The later Mughal ruler Shah Jahan, who built the Taj Mahal, had the diamond placed into the famous Peacock Throne of the dynasty but spent his last days, according to legend, watching its reflection through a barred window after being imprisoned by his son, Aurangazeb.
It was only after the mughals had been deposed and control of the diamond passed to the Persians that the Koh-i-Noor got its present-day name.
The story has it that Nadir Shah, the conqueror of the mughals, was preparing to return home after sacking Delhi in 1736 when he realised that the great diamond was missing from his booty.
He was supposedly tipped off by a disenchanted member of the mughal emperor's harem that his enemy kept it hidden in his turban.
Using an old war custom, Nadir Shah proposed an exchange of turbans, which the defeated ruler could not refuse. As the gem fell to the ground from the unfurling cloth and caught the light, Nadir Shah is said to have proclaimed: "Koh i noor."
Rather like the "Precious" ring in J.R.R. Tolkien's trilogy, the diamond has ever since been lusted after by its owners, who have been hypnotised by its value and status.

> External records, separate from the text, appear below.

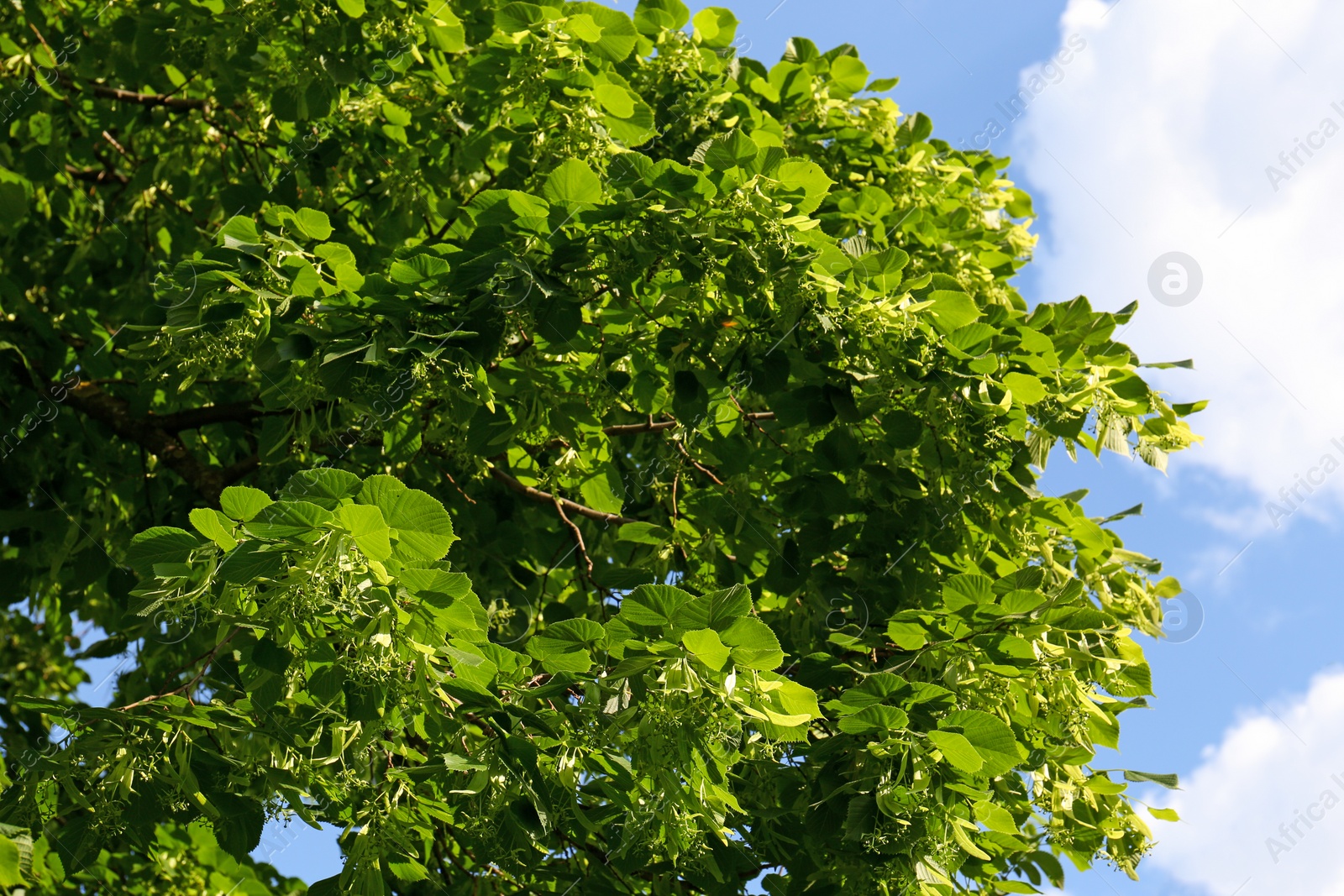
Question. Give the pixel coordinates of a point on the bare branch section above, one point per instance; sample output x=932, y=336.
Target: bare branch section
x=179, y=103
x=151, y=434
x=654, y=426
x=546, y=497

As one of Nadir Shah's courtiers put it: "If a strong man should take five stones and throw one north, one south, one east and one west, and the last straight up in the air, and then the space between filled with gold and gems, that would equal the value of the Koh-i-Noor."
After the assassination of Nadir Shah, another victim of the curse, the diamond passed through the hands of his successors, each dethroned and ritually blinded, until it was passed in return for sanctuary to Ranjit Singh, the Lion of Lahore, self-declared ruler of Punjab and father of Duleep Singh.
Within 40 years, the stone had passed into the possession of Lord Dalhousie after a military campaign every bit as ruthless and blood-soaked as those which had previously been fought for possession of the Koh-i-Noor.
Some historians have pointed out that as the stone has spent 155 years in the possession of British monarchy, the present Queen can claim to be one of the longest-standing owners of the Koh-i-Noor. It is kept in the Tower of London as part of the Crown Jewels collection now worth an estimated £13 billion ($36 billion).
But despite Callaghan's rebuttal to Pakistan 30 years ago, the attraction of the diamond remains undimmed for its international suitors.
Both India and Pakistan, keen to resurrect the wrongs of the colonial era in the name of their present rivalry, have made regular competing claims. The former Indian High Commissioner to London accused Britain of "flaunting" the riches of empire when the Queen Mother's 1937 Coronation Crown was carried atop her coffin in 2002.
The mere suggestion last year that the same crown may eventually pass to Camilla, the Duchess of Cornwall, should her husband become King, was enough for New Delhi to renew its request.
A spokesman for the High Commission in London said: "The Indian Government has a legitimate claim on the diamond. We hope to resolve the issue as soon as possible."
Behind closed doors in Whitehall, it is unlikely that the position outlined 30 years ago has changed.